Larry Montz, et al v. Pilgrim Films & Television, In, et al
Plaintiffs sued defendants alleging copyright infringement, breach of implied contract, breach of confidence, and several other causes of actions where defendants produced a television series on the Sci-Fi Channel based on plaintiffs' materials. At issue was whether the district court properly dismissed plaintiff's contractual claims on the basis that the claims were preempted by copyright law. The court reversed and held that copyright law did not preempt a breach of implied contract claim where plaintiffs alleged a bilateral expectation that they would be compensated for use of the idea, the essential element of a Desny v. Wilder claim that separated it from preempted claims for the use of copyrighted material. The court also held that the breach of confidence claim was not preempted by copyright law where the claim protected the duty of trust or confidential relationship between the parties, an extra element that made it qualitatively different from a copyright claim. The court also held that the complaint sufficiently alleged facts to make out a claim for breach of implied contract and breach of confidence.

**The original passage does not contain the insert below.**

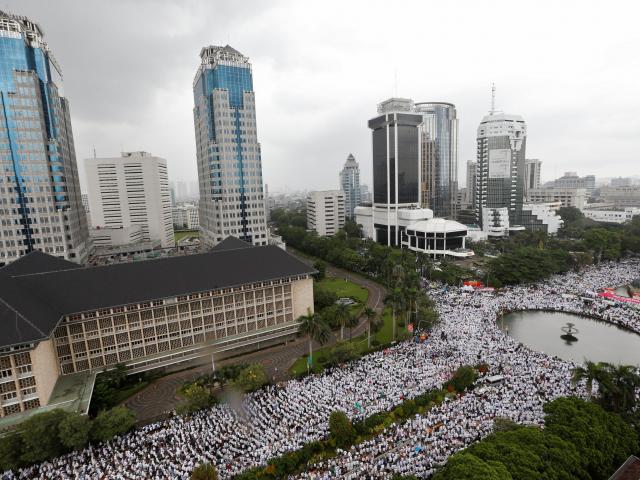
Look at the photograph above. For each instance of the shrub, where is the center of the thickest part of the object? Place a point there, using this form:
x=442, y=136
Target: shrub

Pacific Indemnity Company v. Pickens Kane Moving & Storage, et al
Plaintiffs sued Atlas Van Lines, Inc. ("Atlas") and Pickens Kane Moving & Storage Co. ("Pickens") for carrier liability under the Carmack Amendment to recover damages plaintiff paid to its insureds after the insureds' shipment of household goods were destroyed by a fire while in transit. Pickens was the receiving carrier and the goods were destroyed in the custody of Atlas. At issue was whether the district court properly interpreted sections 14706(f) and 14706(b) of the Carmack Amendment when apportioning the replacement value of household goods and apportioning costs. The court held that the district court properly apportioned the damages as it did under section 14706(f)(2), (3) to limit Atlas' liability to the tariff amount of $5.00 per pound in the absence of a declared value. The court also held that the district court did not abuse its discretion in apportioning costs where Atlas had custody of the shipment when it was destroyed and was liable to Pickens.